Web Of Trails (wot) is a fast and structural indexing system. This is a grammar-based approach to indexing data. It uses the Sequitur algorithm to produces a context-free grammar (CFG) of the data.
"Our ineptitude in getting at the record is largely caused by the artificiality of systems of indexing. When data of any sort are placed in storage, they are filed alphabetically or numerically, and information is found (when it is) by tracing it down from subclass to subclass. It can be in only one place, unless duplicates are used; one has to have rules as to which path will locate it, and the rules are cumbersome. Having found one item, moreover, one has to emerge from the system and re-enter on a new path. The human mind does not work that way. It operates by association. With one item in its grasp, it snaps instantly to the next that is suggested by the association of thoughts, in accordance with some intricate web of trails" -- Vannevar Bush, As We May Think
wot provides a linear-space indexer designed to supplant polynomial-space indexers. This primary benefit could make it a game-changer for the deep web.
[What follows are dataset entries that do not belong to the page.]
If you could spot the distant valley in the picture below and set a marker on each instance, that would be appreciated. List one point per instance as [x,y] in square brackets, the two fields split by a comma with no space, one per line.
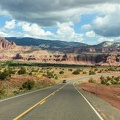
[37,50]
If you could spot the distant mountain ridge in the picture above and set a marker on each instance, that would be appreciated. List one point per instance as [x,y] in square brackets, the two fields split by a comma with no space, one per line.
[68,53]
[67,47]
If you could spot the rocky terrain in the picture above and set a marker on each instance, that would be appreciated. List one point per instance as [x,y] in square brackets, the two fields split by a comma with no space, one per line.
[11,51]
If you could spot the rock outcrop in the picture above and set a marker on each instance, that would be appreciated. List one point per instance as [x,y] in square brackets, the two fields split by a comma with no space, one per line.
[82,59]
[4,44]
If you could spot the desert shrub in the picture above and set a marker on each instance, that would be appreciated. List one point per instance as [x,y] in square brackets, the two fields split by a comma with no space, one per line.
[91,72]
[84,72]
[28,85]
[103,82]
[22,71]
[49,74]
[61,72]
[91,80]
[30,73]
[5,74]
[76,72]
[11,71]
[56,77]
[70,70]
[102,78]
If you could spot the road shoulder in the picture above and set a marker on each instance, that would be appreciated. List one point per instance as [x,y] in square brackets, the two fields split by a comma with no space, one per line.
[107,111]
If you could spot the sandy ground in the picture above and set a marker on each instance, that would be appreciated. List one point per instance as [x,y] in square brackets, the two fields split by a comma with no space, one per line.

This is currently being tested in the domain of comparative genomics, where many petabytes of data can be indexed to improve performance and advance fundamental science.
wot does not currently support Python 3, which is a shame given the direction of this project. The current dependencies do not yet support Python 3, but when they do we will enthusiastically support it.
- boto
- mrjob - mrjob shares boto as a dependency.